Early Americans took this right seriously and established blue laws, which are named after the blue paper they were originally printed on. These mandates limited Sunday activities, controlling when alcohol could be sold, when businesses could open and even when people could play the fiddle, said David Hudson, an adjunct professor of law at Vanderbilt University and the ombudsman of the First Amendment Center.
Legal challenges to blue laws have criticized their Christian origin, arguing that a country that promises not to preference one faith over another should purge them from the books, he noted. But the Supreme Court defended them in 1961, ruling that these laws have become a valuable tool to guarantee access to rest.
"The present purpose and effect of most of them is to provide a uniform day of rest for all citizens; the fact that this day is Sunday, a day of particular significance for the dominant Christian sects, does not bar the State from achieving its secular goals," wrote Justice Earl Warren in the majority opinion for McGowan v. Maryland.
More than six-in-10 U.S. adults (62 percent) agree that "it is important for society to have a day of the week set aside for spiritual rest," according to the Deseret News survey, which was designed by Y2 Analytics and fielded by YouGov and among 1,000 American adults.

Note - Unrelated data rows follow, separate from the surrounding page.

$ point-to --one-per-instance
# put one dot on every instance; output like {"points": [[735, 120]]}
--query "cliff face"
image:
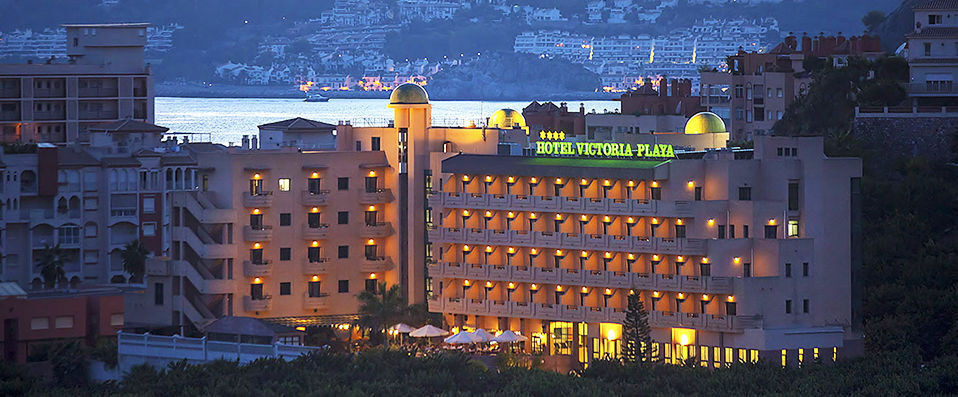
{"points": [[896, 25]]}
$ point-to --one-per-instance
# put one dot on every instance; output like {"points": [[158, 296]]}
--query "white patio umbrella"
{"points": [[483, 335], [428, 332], [402, 328], [509, 337], [462, 338]]}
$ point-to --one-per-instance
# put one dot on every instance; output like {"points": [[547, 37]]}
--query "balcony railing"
{"points": [[588, 278], [260, 304], [376, 230], [258, 233], [572, 241], [315, 302], [316, 233], [375, 264], [251, 269], [379, 196], [261, 199], [315, 199], [586, 205]]}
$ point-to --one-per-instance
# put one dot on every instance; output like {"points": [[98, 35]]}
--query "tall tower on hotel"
{"points": [[413, 118]]}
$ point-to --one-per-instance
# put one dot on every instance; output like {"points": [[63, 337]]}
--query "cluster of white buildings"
{"points": [[52, 42], [624, 61]]}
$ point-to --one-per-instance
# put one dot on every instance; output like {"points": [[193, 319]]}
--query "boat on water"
{"points": [[315, 98]]}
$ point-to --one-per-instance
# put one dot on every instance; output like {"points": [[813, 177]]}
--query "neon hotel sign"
{"points": [[617, 150]]}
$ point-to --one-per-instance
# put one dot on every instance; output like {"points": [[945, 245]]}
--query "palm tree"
{"points": [[134, 256], [50, 261], [378, 310]]}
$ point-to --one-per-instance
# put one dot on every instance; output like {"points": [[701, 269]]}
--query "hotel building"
{"points": [[737, 254], [105, 80]]}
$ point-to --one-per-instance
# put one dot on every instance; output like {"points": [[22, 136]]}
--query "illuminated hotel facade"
{"points": [[737, 254]]}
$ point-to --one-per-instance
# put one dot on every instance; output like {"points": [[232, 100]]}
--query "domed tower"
{"points": [[412, 118], [705, 123]]}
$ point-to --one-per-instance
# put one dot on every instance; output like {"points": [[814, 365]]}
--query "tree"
{"points": [[872, 19], [50, 261], [636, 332], [134, 256], [380, 309]]}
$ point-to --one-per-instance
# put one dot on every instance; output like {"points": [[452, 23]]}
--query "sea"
{"points": [[226, 120]]}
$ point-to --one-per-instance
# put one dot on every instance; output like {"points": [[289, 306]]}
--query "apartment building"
{"points": [[292, 235], [933, 53], [737, 255], [105, 80], [757, 88]]}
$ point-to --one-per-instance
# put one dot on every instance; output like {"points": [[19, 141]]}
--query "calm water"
{"points": [[225, 120]]}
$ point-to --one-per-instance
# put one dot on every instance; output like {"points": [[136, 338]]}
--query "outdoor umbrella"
{"points": [[402, 328], [428, 332], [462, 338], [483, 335]]}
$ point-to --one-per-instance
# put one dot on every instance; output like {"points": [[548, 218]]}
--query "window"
{"points": [[158, 294], [149, 205], [792, 228], [40, 323], [313, 289], [793, 195], [771, 231], [149, 229]]}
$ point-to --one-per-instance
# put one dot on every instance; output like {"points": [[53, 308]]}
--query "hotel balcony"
{"points": [[588, 278], [315, 302], [559, 312], [315, 199], [263, 199], [572, 241], [378, 229], [579, 205], [316, 233], [261, 233], [375, 264], [320, 266], [380, 196], [251, 269], [257, 305]]}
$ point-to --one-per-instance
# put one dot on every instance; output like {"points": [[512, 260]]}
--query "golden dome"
{"points": [[705, 123], [409, 94], [507, 118]]}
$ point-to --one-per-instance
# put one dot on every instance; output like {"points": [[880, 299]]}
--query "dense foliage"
{"points": [[381, 372]]}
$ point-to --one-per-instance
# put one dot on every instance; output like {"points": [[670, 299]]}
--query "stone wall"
{"points": [[929, 137]]}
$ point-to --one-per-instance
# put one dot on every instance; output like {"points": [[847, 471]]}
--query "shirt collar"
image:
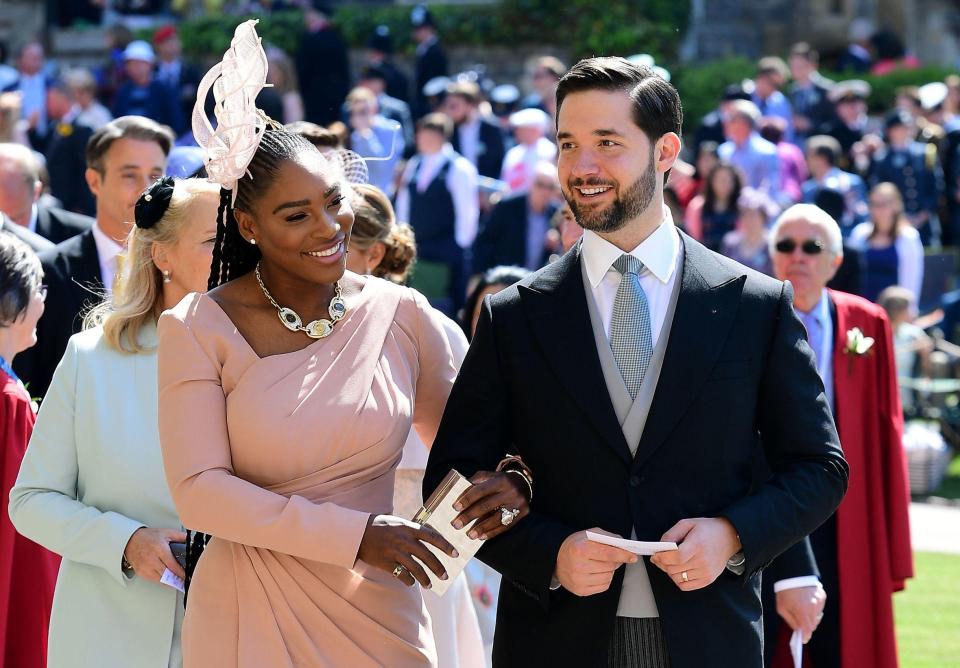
{"points": [[658, 252], [107, 248], [821, 310]]}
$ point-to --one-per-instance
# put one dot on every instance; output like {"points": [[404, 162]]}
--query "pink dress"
{"points": [[282, 459]]}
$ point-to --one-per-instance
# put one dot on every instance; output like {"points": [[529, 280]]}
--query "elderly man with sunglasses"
{"points": [[842, 576]]}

The poll also found that young people are especially open to accommodations for those who wish to keep a Sabbath. Fifty-nine percent of millennials agreed with the idea and just 17 percent disagreed, compared with 29 percent who disagreed among the silent generation.
However, declining church membership and a growing sense that blue laws are outdated has led many of them to be purged from the books in the last few decades, Hudson said.

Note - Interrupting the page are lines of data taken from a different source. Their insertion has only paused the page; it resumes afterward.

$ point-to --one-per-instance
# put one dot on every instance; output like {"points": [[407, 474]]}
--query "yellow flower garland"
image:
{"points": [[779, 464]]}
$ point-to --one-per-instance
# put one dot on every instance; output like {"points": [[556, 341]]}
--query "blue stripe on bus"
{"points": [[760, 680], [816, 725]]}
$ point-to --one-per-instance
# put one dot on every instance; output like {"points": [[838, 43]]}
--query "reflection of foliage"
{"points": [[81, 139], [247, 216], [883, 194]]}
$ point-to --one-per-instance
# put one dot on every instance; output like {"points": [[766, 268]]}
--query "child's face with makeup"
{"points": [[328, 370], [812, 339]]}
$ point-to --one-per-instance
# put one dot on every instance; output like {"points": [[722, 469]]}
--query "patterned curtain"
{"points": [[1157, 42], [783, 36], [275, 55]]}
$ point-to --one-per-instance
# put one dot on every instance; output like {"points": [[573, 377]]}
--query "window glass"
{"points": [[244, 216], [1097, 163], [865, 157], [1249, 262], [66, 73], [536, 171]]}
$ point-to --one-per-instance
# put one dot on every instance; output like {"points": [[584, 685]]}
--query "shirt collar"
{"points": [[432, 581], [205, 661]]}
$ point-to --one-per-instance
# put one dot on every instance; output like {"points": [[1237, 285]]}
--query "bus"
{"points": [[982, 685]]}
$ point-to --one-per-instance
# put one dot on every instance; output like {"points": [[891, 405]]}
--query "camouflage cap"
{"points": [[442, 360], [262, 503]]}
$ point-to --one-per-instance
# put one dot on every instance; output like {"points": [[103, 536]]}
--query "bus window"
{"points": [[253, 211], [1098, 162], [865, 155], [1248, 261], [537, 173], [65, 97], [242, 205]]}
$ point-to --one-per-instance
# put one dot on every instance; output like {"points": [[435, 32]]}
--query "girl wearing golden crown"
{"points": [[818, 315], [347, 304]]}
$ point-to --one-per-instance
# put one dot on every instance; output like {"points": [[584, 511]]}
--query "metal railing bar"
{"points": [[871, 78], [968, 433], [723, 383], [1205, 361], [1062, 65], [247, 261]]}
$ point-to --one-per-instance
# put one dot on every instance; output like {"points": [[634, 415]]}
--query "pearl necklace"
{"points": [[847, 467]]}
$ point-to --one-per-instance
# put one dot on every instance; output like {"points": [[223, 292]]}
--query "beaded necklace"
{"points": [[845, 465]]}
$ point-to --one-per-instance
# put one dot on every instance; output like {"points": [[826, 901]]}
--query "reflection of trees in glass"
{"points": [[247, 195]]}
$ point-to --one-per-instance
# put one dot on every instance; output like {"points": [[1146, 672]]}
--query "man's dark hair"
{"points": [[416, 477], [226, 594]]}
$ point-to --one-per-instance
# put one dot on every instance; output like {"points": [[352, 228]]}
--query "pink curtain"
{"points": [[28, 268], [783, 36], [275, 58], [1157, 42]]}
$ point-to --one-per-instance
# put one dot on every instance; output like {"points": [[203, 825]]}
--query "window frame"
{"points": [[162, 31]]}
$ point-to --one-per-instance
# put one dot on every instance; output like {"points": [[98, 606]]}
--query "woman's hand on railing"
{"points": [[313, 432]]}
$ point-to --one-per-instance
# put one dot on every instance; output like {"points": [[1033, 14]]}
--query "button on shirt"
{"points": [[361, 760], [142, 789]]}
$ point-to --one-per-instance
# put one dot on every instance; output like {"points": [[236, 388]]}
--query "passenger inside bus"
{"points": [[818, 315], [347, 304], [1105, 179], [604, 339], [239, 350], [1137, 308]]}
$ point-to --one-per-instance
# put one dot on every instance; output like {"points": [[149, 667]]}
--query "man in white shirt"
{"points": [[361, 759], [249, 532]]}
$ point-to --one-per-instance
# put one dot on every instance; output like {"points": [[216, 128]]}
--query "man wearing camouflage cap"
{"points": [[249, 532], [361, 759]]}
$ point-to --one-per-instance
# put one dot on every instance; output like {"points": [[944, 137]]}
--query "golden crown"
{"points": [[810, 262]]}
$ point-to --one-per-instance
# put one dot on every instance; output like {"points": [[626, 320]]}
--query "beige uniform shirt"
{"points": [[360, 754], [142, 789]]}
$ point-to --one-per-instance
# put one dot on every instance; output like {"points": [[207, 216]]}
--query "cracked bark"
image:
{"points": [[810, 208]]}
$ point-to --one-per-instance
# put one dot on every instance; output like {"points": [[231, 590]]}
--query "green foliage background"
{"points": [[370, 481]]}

"I don't even know the current extent. A lot of them are city or county laws," he said.
Setting boundaries
When public interest in a day of rest declines, it becomes harder for Sabbath observers to spend the day as they'd like. Bosses, colleagues and friends expect you to be checking your email and responding to texts, and they may not understand the religious significance of your effort to be off the grid, Shulevitz said.
"There are cultural assumptions we make" about availability, she said. "I get a lot of emails from people that I don't respond to until Monday."

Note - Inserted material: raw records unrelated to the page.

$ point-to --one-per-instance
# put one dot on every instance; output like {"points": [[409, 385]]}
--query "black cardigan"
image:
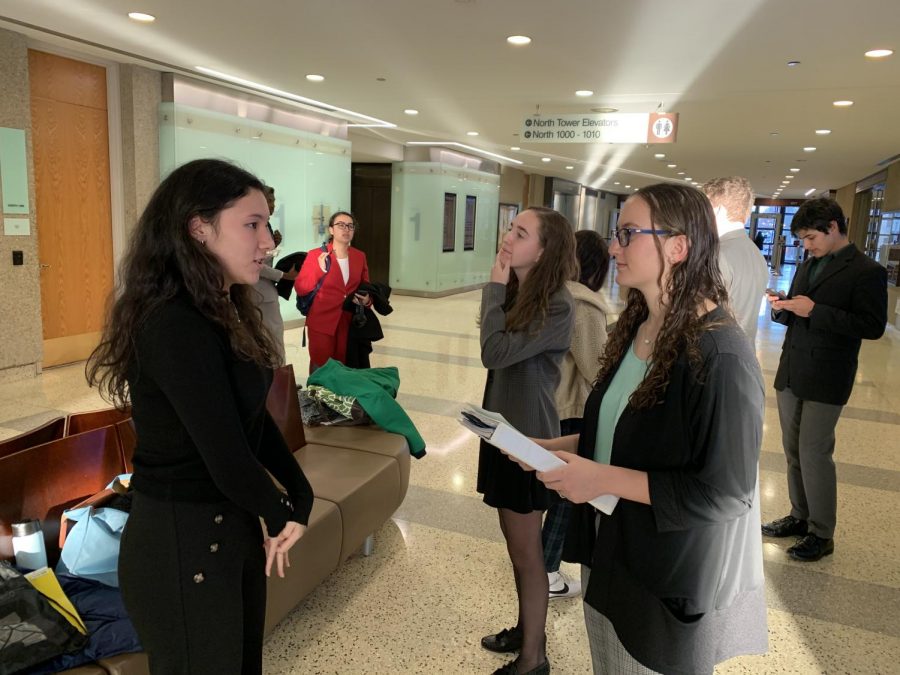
{"points": [[694, 548]]}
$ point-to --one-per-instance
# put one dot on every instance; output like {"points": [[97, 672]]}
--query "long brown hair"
{"points": [[531, 302], [685, 211], [163, 260]]}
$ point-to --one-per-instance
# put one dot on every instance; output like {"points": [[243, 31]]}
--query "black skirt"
{"points": [[506, 485]]}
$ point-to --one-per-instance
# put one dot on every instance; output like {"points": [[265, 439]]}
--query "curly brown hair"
{"points": [[163, 260], [556, 265], [686, 211]]}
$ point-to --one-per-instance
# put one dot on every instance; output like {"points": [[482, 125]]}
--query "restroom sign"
{"points": [[601, 128]]}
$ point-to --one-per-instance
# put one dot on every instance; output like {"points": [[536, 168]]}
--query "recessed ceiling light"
{"points": [[518, 40]]}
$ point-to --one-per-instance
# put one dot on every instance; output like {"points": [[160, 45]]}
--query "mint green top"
{"points": [[627, 378]]}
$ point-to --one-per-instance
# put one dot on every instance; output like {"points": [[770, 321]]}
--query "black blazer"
{"points": [[819, 355]]}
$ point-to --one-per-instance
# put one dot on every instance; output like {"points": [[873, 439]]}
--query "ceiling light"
{"points": [[518, 40], [470, 148], [369, 120]]}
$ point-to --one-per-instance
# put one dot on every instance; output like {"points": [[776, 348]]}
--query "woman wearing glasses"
{"points": [[673, 578], [343, 268]]}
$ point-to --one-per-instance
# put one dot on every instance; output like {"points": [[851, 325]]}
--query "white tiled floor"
{"points": [[440, 577]]}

People who observe the Sabbath should meet with their bosses to discuss what the holy day entails, Fowler said. Otherwise, co-workers' confusion about unfamiliar religious practices could lead to tension.
"Someone may know that an observant Jewish employee leaves early on Friday, but they don't know why," he said. "This leads to misunderstandings between colleagues. It appears like Jewish employees are getting special treatment, when, in actuality, the employer is trying to accommodate their needs in the same way that they try to accommodate a parent that wants to be at his child's soccer game."
When your boundaries are clear and you've worked with your boss to ensure that everything will be covered in your technological absence, you can focus on shutting down the modern instinct to always be connected, Shulevitz said.
It's hard to banish thoughts of deadlines and writing projects from her mind during the Sabbath, but by the time she's curled up reading a fiction book on Saturday afternoon, it's equally difficult to imagine reclaiming the productive spirit that dominates other days of the week.
"When Saturday night comes, I have to beat myself up to get back to work," Shulevitz said.